Uyghur Muslim separatists are responsible for a large majority of the terror attacks documented in China:
According to the University of Maryland’s Global Terrorism Database, over 48 terror attacks took place in China from 2008-2013. Among the more notable include the high-profile October 2013 attack Uighur terrorists conducted in the heart of Chinese power in Tiananmen Square, where they set their car on fire and drove into a crowd of tourists, killing two. More sanguinary attacks include last year’s massacre of 29 commuters and the wounding of 130 at a train station in the southwest Chinese city of Kunming by a gang of ten men armed with knives. A year later, this past March, knife-wielding attackers struck another train station, this one in eastern at the Guangzhou, killing 10.

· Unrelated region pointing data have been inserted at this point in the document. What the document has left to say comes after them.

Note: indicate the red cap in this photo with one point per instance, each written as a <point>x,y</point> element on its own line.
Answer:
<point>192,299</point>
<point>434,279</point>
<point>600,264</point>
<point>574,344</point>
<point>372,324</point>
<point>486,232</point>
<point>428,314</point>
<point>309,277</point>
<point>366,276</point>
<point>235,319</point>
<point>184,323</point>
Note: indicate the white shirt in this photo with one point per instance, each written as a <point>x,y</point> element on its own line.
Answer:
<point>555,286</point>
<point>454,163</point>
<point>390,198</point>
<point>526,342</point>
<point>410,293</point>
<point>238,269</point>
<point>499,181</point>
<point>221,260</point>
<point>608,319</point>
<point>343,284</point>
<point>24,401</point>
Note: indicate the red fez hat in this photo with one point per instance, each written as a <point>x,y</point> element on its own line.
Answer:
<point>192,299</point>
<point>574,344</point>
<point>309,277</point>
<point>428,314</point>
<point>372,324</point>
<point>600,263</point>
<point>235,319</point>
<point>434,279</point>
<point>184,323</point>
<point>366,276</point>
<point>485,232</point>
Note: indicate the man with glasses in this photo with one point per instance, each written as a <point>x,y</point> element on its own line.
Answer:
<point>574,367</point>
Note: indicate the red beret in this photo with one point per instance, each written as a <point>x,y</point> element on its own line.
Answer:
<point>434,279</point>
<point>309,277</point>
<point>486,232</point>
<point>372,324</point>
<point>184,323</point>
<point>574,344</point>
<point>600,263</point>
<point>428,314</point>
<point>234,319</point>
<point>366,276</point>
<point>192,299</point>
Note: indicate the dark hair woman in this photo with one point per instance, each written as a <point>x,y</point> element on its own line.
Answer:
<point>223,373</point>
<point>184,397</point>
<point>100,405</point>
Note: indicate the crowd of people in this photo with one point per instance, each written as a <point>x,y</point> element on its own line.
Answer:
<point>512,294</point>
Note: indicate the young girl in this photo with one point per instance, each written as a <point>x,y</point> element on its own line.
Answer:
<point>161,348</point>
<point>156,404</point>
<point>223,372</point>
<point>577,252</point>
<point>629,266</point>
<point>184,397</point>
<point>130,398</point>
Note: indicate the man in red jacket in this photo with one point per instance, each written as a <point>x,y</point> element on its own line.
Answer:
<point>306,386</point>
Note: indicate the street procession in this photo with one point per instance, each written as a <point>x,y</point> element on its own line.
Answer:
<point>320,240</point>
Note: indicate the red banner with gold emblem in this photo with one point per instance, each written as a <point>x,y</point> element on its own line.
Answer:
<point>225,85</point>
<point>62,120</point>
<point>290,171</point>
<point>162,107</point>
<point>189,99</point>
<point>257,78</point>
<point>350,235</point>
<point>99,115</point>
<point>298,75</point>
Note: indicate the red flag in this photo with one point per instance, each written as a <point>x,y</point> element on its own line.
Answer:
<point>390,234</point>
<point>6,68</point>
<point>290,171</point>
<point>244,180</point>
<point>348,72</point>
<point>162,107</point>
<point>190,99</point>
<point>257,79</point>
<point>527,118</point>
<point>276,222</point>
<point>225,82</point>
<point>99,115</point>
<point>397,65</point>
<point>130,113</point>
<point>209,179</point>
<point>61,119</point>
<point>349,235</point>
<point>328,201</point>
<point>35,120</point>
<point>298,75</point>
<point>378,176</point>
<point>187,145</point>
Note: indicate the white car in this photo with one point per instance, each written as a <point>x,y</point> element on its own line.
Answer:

Perhaps the Islamic State feels that, among the Hui, they will not have to compete with an established jihadist organization.
In its attempts to attract Chinese attention, ISIS has appeared to be seeking Beijing, not Xinjiang. Most recently, ISIS announced the execution of Chinese hostage Fan Jinghui in the latest issue of its official magazine, Dabiq. It noted that Fan was executed because he was “abandoned by the kafir nations and organizations,” along with Norwegian hostage Ole Johan Grimsgaard-Ofstad. In a video released in November, jihadists demanded that Chinese nationals begin paying jizya, the punitive infidel tax, to the Islamic State. Such a video was likely not directed at Muslim sympathizers.
How China will respond to increased prodding from ISIS remains to be seen, as it has yet to take on any significant military role in fighting the group in the Middle East. In October, the Chinese government announced it was seeking to fortify its military ties with Iran, a Shia nation with much to lose should ISIS establish a full-fledged state near its borders. China has also supported Russia in its alleged efforts to fight ISIS, though most of its airstrikes in Syria have targeted non-ISIS Syrian rebels fighting dictator Bashar al-Assad.